Light meringue nests with whipped cream and fresh strawberries, ideal for spring gatherings.

# What you'll need:

→ Meringue

01 - 4 large egg whites, at room temperature
02 - 1 cup superfine sugar
03 - 1 teaspoon cornstarch
04 - 1 teaspoon white vinegar
05 - 1 teaspoon vanilla extract

→ Topping

06 - 1 cup heavy whipping cream, cold
07 - 2 tablespoons powdered sugar
08 - 1 teaspoon vanilla extract

→ Strawberries

09 - 1.5 cups fresh strawberries, hulled and sliced
10 - 1 tablespoon granulated sugar
11 - 1 teaspoon lemon juice

# Directions:

01 - Preheat oven to 250°F. Line a baking sheet with parchment paper.
02 - In a clean, dry bowl, beat egg whites with an electric mixer on medium speed until soft peaks form.
03 - Add superfine sugar 1 tablespoon at a time, beating continuously until stiff, glossy peaks form and sugar dissolves completely.
04 - Gently fold cornstarch, white vinegar, and vanilla extract into the meringue mixture using a spatula.
05 - Spoon or pipe meringue into 6 small nests on the prepared baking sheet, creating a slight indentation in the center of each nest.
06 - Bake for 1 hour. Turn off oven and allow meringues to cool completely inside with the door slightly ajar.
07 - While meringues cool, toss sliced strawberries with granulated sugar and lemon juice. Set aside for 15 minutes.
08 - Whip heavy cream with powdered sugar and vanilla extract until soft peaks form.
09 - Place each cooled meringue nest on a serving plate.

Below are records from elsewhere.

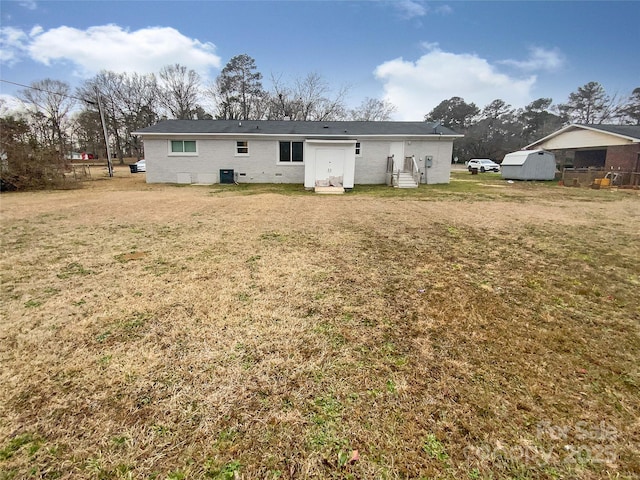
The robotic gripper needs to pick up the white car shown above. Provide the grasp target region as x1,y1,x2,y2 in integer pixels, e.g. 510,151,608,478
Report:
134,158,147,172
467,158,500,172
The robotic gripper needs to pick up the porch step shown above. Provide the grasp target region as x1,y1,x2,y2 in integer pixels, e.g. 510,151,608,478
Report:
395,172,418,188
314,187,344,195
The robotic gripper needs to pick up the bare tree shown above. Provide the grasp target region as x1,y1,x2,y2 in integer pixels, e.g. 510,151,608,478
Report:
158,63,200,120
349,98,396,122
19,78,76,155
558,82,616,125
293,72,349,121
616,87,640,125
209,54,267,120
77,70,125,165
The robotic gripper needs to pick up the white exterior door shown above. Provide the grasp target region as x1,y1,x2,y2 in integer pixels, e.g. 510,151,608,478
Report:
316,148,344,181
389,142,404,170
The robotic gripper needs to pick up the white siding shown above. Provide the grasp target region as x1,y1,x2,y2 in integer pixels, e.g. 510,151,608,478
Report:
144,137,304,183
144,135,453,185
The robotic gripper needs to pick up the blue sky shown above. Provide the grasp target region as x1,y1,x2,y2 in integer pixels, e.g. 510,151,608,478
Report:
0,0,640,120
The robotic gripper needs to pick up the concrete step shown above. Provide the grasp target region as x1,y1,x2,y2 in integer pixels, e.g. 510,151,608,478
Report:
314,187,344,195
396,172,418,188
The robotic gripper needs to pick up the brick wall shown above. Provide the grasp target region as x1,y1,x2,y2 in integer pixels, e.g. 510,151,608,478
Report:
605,143,640,172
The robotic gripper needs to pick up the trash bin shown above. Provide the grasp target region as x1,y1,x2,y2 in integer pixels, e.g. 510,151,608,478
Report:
220,169,235,184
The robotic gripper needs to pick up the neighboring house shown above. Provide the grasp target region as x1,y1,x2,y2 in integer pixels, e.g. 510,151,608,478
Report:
134,120,462,189
525,124,640,174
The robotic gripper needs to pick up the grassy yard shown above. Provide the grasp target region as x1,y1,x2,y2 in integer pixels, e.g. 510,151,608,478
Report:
0,168,640,480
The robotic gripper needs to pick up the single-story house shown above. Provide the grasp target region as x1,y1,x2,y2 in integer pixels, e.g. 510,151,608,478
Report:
134,120,462,189
525,124,640,173
500,150,556,180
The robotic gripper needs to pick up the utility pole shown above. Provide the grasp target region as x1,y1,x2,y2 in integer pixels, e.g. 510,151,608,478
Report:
96,87,113,177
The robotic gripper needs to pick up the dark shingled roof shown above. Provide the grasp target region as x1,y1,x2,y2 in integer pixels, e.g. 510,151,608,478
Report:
134,120,462,137
577,124,640,140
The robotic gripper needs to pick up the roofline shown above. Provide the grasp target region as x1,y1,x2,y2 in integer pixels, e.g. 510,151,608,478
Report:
131,132,464,140
524,123,640,150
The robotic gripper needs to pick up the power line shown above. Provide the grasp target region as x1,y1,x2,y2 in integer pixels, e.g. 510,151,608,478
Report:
0,78,96,105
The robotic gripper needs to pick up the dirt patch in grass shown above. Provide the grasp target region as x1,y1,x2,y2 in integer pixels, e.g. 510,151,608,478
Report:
0,170,640,479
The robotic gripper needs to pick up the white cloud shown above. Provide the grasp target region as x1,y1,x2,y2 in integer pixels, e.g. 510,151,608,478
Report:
394,0,427,18
20,0,38,10
500,47,564,71
3,25,220,78
0,27,28,66
374,44,536,120
0,93,26,117
393,0,453,20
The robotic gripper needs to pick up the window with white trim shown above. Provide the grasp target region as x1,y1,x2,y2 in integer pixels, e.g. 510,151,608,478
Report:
170,140,198,155
236,140,249,157
278,142,304,163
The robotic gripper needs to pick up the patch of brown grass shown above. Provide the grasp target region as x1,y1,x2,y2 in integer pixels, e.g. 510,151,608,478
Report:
0,170,640,479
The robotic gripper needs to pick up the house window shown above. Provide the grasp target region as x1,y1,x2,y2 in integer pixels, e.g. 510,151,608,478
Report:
236,140,249,156
171,140,198,154
279,142,304,163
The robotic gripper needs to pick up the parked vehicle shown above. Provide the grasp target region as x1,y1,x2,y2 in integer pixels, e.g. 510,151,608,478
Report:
467,158,500,172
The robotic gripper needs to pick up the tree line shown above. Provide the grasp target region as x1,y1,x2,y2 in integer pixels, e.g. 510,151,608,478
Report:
424,82,640,162
0,54,640,188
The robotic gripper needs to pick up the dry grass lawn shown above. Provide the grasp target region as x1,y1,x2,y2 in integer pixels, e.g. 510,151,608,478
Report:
0,168,640,480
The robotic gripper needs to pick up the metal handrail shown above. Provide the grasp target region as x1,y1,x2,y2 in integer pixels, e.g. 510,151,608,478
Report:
404,156,420,185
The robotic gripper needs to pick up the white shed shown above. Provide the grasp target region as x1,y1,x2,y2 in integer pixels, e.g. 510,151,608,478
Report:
500,150,556,180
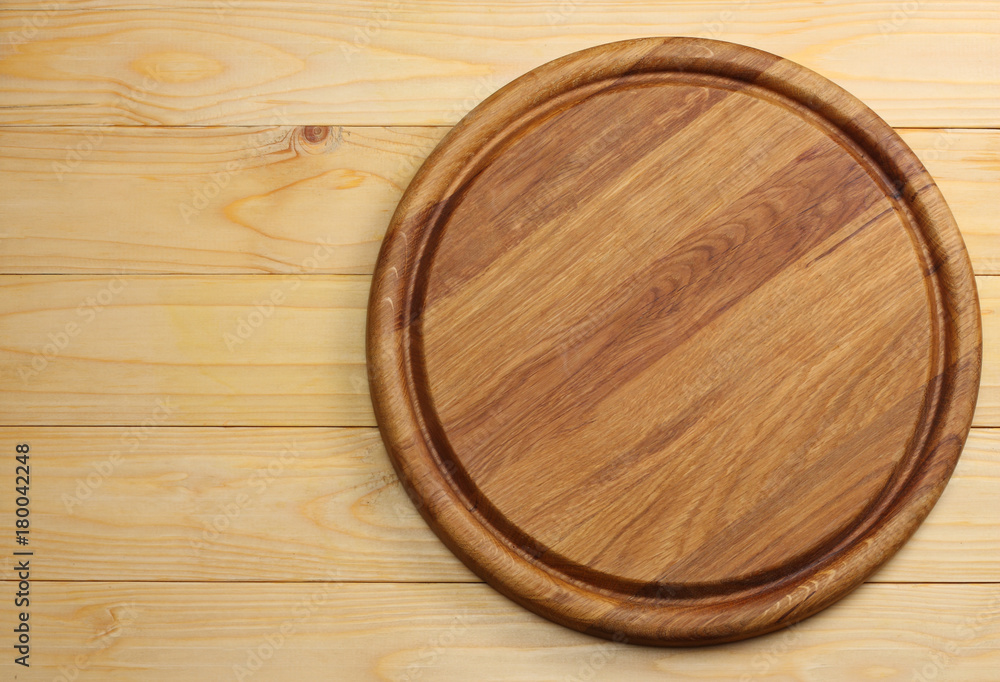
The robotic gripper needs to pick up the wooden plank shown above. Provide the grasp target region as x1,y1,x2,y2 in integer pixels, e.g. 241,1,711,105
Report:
0,580,1000,682
0,272,1000,426
0,126,448,274
0,126,1000,274
0,0,1000,127
0,427,1000,582
0,427,477,581
0,272,374,426
973,277,1000,426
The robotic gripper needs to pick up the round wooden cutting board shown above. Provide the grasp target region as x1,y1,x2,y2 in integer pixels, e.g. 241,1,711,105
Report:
368,38,981,645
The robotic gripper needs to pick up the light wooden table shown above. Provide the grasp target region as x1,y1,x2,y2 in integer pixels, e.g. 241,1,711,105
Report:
0,0,1000,682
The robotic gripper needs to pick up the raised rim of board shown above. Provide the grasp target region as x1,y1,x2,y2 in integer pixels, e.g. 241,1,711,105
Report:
367,38,982,645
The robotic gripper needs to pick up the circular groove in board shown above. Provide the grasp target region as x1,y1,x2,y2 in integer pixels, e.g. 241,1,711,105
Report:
368,38,982,645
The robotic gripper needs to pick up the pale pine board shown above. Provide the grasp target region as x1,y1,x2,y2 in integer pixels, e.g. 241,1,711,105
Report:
0,427,472,581
0,275,1000,426
0,126,1000,274
0,427,1000,582
0,126,446,274
0,0,1000,127
0,582,1000,682
0,275,374,426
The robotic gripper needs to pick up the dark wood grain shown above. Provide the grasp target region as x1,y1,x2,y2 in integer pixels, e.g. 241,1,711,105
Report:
368,39,981,644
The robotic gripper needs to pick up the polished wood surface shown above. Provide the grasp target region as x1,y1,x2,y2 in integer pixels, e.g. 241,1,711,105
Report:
0,0,1000,682
369,39,981,644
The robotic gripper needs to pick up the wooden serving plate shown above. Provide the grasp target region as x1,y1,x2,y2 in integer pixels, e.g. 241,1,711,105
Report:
368,38,981,645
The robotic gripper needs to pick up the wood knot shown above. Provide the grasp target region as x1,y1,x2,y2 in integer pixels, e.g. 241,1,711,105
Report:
302,126,330,144
296,126,341,154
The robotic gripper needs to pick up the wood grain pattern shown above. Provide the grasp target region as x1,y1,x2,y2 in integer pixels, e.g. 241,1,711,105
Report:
0,126,1000,274
0,0,1000,682
368,38,981,645
0,582,1000,682
0,275,373,426
0,126,447,274
0,0,1000,127
0,275,1000,426
0,426,1000,583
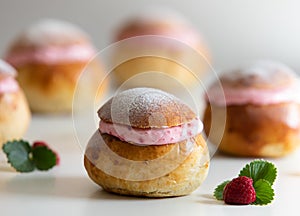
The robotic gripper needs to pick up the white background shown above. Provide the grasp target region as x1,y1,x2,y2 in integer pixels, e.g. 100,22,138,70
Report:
0,0,300,71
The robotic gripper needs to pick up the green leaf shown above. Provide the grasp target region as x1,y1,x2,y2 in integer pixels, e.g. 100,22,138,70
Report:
214,181,230,200
253,179,274,205
239,160,277,186
32,146,56,170
2,140,35,172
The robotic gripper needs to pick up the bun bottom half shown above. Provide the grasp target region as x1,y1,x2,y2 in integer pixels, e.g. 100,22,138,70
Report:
0,89,31,147
17,62,104,113
84,131,209,197
203,103,300,157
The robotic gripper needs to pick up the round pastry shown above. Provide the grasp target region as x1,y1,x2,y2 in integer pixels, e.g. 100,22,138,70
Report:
0,59,31,146
113,10,210,90
84,88,209,197
6,19,103,113
203,61,300,157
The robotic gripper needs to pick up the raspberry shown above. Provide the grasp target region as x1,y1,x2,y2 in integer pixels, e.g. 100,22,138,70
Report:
223,176,256,205
32,141,60,165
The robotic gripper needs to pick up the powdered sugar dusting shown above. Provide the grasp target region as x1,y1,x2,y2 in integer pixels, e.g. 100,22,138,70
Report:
98,88,195,128
19,19,88,46
222,60,296,86
0,59,17,77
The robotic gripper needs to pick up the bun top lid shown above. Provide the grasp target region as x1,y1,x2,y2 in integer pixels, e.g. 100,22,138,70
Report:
0,59,17,77
206,61,300,105
98,88,196,128
12,19,90,49
220,60,297,89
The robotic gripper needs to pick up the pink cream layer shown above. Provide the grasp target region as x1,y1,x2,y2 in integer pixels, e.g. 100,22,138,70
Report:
0,76,19,94
207,81,300,106
6,45,96,67
99,118,203,146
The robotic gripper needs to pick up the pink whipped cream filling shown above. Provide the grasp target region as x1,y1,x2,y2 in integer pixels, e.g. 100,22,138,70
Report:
6,45,96,66
207,81,300,106
99,118,203,146
0,76,19,94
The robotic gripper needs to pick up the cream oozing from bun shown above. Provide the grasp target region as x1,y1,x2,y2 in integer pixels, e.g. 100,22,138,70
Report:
99,118,203,145
98,88,203,145
6,19,95,66
207,61,300,106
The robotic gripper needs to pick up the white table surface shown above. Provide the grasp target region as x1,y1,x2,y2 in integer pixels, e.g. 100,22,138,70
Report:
0,116,300,216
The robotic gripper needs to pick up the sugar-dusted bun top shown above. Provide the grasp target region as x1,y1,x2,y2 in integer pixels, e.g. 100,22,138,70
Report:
98,88,196,128
11,19,89,49
207,61,300,105
0,59,17,77
221,60,296,89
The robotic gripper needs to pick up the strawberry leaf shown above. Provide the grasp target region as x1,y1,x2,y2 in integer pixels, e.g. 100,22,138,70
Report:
32,146,56,170
214,181,230,200
253,179,274,205
2,140,35,172
239,160,277,186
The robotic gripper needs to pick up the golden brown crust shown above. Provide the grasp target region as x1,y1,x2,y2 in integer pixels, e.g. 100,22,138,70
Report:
0,90,31,146
17,62,106,113
84,133,209,197
203,103,300,157
98,88,196,128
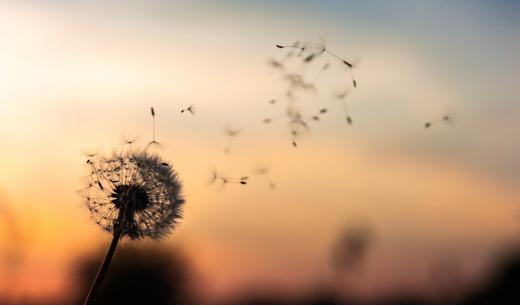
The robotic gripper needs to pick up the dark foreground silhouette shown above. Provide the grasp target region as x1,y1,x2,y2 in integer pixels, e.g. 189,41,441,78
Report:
0,245,520,305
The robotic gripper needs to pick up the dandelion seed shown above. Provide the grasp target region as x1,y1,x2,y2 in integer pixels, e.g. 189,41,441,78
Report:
336,89,352,125
424,114,455,128
181,104,195,115
224,126,242,154
121,133,141,146
253,166,276,189
80,148,184,304
208,168,249,185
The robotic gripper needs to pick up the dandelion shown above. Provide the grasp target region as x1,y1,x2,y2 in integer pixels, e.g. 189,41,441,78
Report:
80,151,184,304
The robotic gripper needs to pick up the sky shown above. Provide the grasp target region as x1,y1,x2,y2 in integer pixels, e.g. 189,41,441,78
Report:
0,0,520,297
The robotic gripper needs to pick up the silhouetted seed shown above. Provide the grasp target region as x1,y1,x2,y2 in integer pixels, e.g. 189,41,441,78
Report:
269,59,285,69
181,104,195,114
121,134,141,145
303,53,317,63
343,60,354,68
424,114,453,128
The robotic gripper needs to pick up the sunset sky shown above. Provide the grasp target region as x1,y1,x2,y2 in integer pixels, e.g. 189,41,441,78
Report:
0,0,520,302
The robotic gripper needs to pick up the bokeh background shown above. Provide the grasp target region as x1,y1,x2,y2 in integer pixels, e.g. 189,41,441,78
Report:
0,0,520,304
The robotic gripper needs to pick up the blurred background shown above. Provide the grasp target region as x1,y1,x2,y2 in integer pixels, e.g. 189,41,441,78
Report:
0,0,520,304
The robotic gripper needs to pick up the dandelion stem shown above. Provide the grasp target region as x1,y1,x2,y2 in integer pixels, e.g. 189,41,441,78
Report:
84,229,121,305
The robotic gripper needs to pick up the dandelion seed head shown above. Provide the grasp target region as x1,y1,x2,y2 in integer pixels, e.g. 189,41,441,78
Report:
80,151,184,239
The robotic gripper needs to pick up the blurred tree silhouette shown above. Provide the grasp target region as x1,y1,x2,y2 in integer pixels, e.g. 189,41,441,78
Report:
70,244,193,305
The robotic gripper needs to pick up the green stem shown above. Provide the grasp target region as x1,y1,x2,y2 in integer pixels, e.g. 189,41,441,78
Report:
83,229,121,305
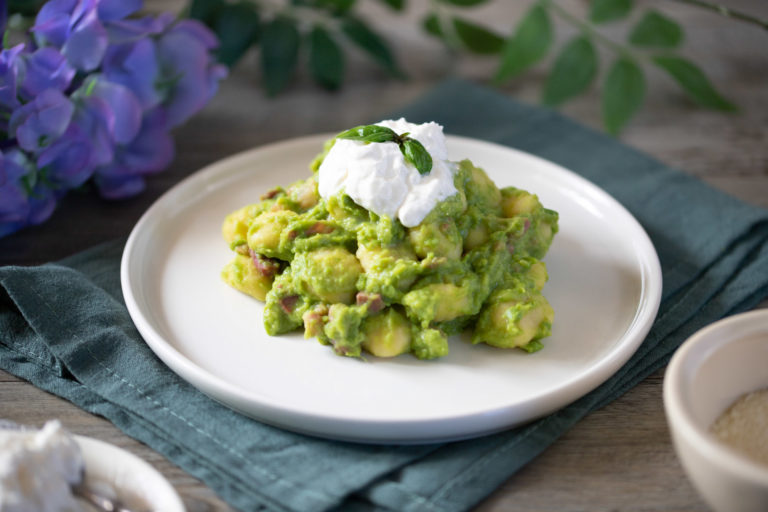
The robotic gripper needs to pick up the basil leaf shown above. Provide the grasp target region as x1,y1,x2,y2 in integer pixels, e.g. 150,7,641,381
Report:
421,12,443,38
542,36,597,106
440,0,488,7
629,11,683,48
653,56,736,111
261,17,299,96
400,139,432,175
341,16,405,78
603,57,645,135
336,124,400,142
309,25,344,89
589,0,632,23
453,18,504,55
495,4,552,83
213,2,260,67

Fill the center with whipped cream and top with marinated strawberries.
10 - Serve immediately to maintain optimal texture and crispness of the meringue.

# Expert Tips:

01 -
  • The meringues can be made days ahead, so you're really just assembling magic at the last moment.
  • They look like you spent three hours on them, but nobody needs to know the secrets.
  • Light, elegant, and naturally gluten-free without any compromises on taste or texture.
02 -
  • Humidity is your enemy when making meringues; avoid cooking these on rainy or damp days, as moisture in the air prevents them from crisping up properly.
  • The vinegar and cornstarch are not optional extras—they're structural support that keeps your meringues from cracking and prevents that sticky, weeping bottom that ruins everything.
03 -
  • Make sure your mixing bowl and beaters are absolutely spotless and grease-free; even the tiniest smudge prevents egg whites from reaching full volume.
  • If you want to get creative, try adding passion fruit pulp, a drizzle of berry coulis, or even a touch of lemon curd to the cream layer for extra flavor without extra effort.